Taka decyzja skomplikowała plany polskiej kadry. Chcąc oszczędzać siły swoich podopiecznych na weekend, Thomas Thurnbichler wycofał Biało-Czerwonych ze startu w trzech, oficjalnych treningach w czwartek.
Tym samym Polacy do kwalifikacji mieli przystąpić "z marszu". Można było mieć zatem obawy, czy bez wcześniejszego zapoznania się z miejscową skocznią HS128, podopieczni Thurnbichlera od razu będą w stanie skakać na wysokim poziomie.
ZOBACZ WIDEO: Ten kibic oszalał. Zobacz, co zrobił w trakcie meczu
W piątek się o tym nie przekonaliśmy, bowiem wiatr - mimo upływających godzin - nie zmniejszał swojej siły. O 23:00 czasu polskiego, gdy miały rozpocząć się kwalifikacje, podmuchy przy progu osiągały nawet 7 m/s.
Jury, jak nie pierwszy raz w tym sezonie, próbowało jednak przeprowadzić zmagania "na siłę". Mimo że przy progu nadal pojawiały się mocne podmuchy w plecy, spróbowano skakać. Miało to opłakane skutki.
Pięciu skoczków, którzy oddali skoki, lądowali bardzo krótko, a Decker Dean - który zaraz po wyjściu z progu otrzymał potężny podmuch w plecy - bardziej walczył o przetrwanie i wylądowanie "w jednym kawałku" niż o odległość.
Po pięciu skokach, jury dwukrotnie ściągnęło z belki Japończyka Taku Takeuchiego, a później dało sobie 10 minut przerwy na podjęcie ostatecznej decyzji.
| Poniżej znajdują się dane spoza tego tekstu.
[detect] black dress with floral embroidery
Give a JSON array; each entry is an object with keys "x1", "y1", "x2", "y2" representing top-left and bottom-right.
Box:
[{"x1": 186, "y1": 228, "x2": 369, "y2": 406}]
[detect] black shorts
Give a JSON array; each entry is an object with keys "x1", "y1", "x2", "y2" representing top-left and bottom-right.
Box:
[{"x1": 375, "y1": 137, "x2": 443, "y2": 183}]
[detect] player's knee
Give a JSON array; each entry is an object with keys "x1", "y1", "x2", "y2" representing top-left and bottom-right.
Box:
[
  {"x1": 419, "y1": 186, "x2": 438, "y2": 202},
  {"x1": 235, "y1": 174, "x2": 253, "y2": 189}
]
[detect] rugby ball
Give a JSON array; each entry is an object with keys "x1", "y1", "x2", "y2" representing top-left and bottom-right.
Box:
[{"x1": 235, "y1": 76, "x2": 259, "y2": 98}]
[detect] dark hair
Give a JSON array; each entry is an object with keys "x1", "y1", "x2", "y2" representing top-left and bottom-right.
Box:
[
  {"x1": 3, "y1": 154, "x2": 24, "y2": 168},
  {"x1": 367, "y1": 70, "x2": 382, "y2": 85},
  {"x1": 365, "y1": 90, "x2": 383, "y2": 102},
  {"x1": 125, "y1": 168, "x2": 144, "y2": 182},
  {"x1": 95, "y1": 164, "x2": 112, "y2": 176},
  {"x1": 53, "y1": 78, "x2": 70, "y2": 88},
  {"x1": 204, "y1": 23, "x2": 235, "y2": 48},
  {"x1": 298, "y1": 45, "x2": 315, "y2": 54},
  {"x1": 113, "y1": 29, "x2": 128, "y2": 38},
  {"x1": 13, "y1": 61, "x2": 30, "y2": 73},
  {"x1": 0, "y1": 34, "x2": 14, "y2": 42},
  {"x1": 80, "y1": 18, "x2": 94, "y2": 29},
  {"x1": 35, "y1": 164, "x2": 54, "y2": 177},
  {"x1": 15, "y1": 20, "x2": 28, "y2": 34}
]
Ta nie mogła być inna - przy takim wietrze przy progu nie było mowy o sprawiedliwej rywalizacji. Kwalifikacje w piątek odwołano i przełożono je na sobotę.
Eliminacje rozpoczną się o godzinie 14:30 czasu polskiego. Później, o 16:00, wystartuje konkurs indywidualny. To nie będzie jednak koniec skakania w sobotę, bowiem na 23:00 czasu polskiego wyznaczono pierwszy w historii Pucharu Świata konkurs duetów.
Na liście startowej kwalifikacji znajdują się nazwiska 62 skoczków, w tym 6 Polaków: Dawida Kubackiego, Piotra Żyły, Aleksandra Zniszczoła, Pawła Wąska, Jana Habdasa i Tomasza Pilcha.